Pedley hung up the phone softly, went back to the table, laid two dollar bills on the tablecloth.

“So long, my sweet.”

“You’re a laggard escort, to leave me in this low dive.”

“I have to take a quick trip across the Bay. Those excursionists weren’t after souvenirs. They were Staten Island bound to put on the Winn show for the vets at Harbor View Hospital. I smell trouble.”

“Aren’t you going out of your way to look for it?” She got up hastily, hurried out to the street with him.

“You ought to know, if anyone does, Ollie. In this business, if you don’t look for it, trouble comes right up and smacks you in the face when you aren’t looking. Hey, you’re not coming with me.” He climbed behind the wheel of the borrowed sedan, switched on the short wave.

“I wouldn’t miss it for all the nylons in Macy’s—”

“… get to Mitch… to Mitch. Have her meet me at the Battery in nothing flat… that’s right. That is all.” He switched off the set. “I’ll run you down, but that’s the end of the line.”

“Don’t be ridiculous, darling. I’ve never been seasick in my life.”

He took the shortest distance between two points; his siren could be heard ten blocks ahead; and that was a good thing because he swooped down toward Whitehall like a dive bomber riding in for the kill.

Ollie sat relaxed, her shoulder touching his, while the sedan tore around trolley cars on the wrong side and knifed through paralyzed traffic.

“Why are you running a temperature, Ben dear?”

“Thing’s made to order for a firebug’s fiesta, Ollie. Worst fires are always in crowds. Worst crowd-fires are where people can’t get out quickly for one reason or another. Hospitals, especially. More hospitals are touched off by incendiaries than any other single kind of building.”

“Why?”

“More people likely to get hurt. More of ’em scared. So — more excitement. Psychiatrists say a lot of arsonists get a sexual kick out of that kind of emotional hypo.”

The John Purroy Mitchel was steaming into Pier One at top speed, a bone of foam in her teeth, a veil of spray over her blunt nose. The big red-and-black fireboat, with its threatening armament of brass nozzles on their gunlike mounts, rubbed its guardrail against the stringpiece only a few seconds after Pedley and the girl rolled out on the dock, piled out of the sedan.

The firemen didn’t bother with hawsers around the bollards. Pedley hustled Ollie over the bulwarks, hollered up to the pilothouse, “Saint George’s, Dan.

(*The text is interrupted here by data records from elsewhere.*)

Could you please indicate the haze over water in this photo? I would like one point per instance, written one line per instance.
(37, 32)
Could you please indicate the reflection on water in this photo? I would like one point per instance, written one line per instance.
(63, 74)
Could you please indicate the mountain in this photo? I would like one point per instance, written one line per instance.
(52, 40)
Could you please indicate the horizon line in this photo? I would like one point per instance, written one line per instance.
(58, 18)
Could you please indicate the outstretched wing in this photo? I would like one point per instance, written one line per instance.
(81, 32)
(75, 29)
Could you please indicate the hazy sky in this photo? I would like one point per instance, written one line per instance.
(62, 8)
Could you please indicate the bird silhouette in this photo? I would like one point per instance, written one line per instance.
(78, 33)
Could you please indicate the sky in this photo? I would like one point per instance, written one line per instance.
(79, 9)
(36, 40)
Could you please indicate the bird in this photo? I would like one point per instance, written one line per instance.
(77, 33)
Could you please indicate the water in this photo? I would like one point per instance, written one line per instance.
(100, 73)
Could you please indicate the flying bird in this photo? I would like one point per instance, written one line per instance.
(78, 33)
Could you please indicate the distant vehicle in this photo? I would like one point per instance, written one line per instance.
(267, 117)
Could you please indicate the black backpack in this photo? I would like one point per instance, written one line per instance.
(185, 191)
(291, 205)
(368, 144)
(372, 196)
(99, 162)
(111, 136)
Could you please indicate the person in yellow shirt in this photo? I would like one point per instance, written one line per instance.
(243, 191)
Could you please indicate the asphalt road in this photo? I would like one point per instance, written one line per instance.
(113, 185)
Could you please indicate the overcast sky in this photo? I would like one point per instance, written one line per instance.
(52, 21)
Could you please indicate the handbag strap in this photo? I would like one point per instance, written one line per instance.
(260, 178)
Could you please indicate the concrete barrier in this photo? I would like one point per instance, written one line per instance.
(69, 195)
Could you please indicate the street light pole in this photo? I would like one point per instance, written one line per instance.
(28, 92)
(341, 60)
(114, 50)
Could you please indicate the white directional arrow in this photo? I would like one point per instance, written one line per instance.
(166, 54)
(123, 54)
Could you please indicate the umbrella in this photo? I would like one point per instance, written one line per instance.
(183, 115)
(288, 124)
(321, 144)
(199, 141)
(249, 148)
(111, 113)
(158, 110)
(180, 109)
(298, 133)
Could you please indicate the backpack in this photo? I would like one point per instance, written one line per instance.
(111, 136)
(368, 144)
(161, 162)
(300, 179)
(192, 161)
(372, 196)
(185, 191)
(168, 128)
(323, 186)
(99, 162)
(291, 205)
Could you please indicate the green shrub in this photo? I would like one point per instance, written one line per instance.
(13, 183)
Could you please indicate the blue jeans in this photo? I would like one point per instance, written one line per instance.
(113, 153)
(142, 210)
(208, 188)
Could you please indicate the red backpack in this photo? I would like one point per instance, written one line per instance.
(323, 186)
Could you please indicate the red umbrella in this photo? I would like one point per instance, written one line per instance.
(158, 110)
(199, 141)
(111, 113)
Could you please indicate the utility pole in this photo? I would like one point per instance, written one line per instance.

And cut the corners on those spar buoys!”

They were rolling fearsomely down the ship channel off the tip of Governor’s Island, with the Mitchel taking heavy spray over her quarter as she butted into the cross-chop, before Ollie asked the question that had been bothering her.

“You really believe Leila’s behind this orgy of arson, Ben?”

“Sure, she’s behind it.” He put down the captain’s binoculars; there was no sign of smoke from the cluster of low, white buildings on the hill rising over Saint George’s, but with a wind like this he couldn’t have seen it, anyway. “You saw the Memoirs of a Kilocycle Courtesan.”

“They may not have meant the same thing to a woman they’d mean to a man. She’s been hurt; she’s confused; her morals are those of an alley cat in April. But those pages out of the life of a lovelorn lady don’t tell me she’s a murderess and a firebug. I can’t imagine the girl who’d put those things on paper slashing a man’s throat and leaving his body in the snow in Central Park. What would be her motive?”

Pedley kept his eyes on the nearing piers of the island. “Oh, the motive’s been clear enough, all the way through, Ollie.”

“Blackmail?”

“That’s the method, Ollie. Not the motive. The motive is the half a million Luscious Leila might earn the next twelve months. And the same, or more, the year after that. And so on, ad infinitum. That’s a hell of a lot of jack, even after you deduct taxes.”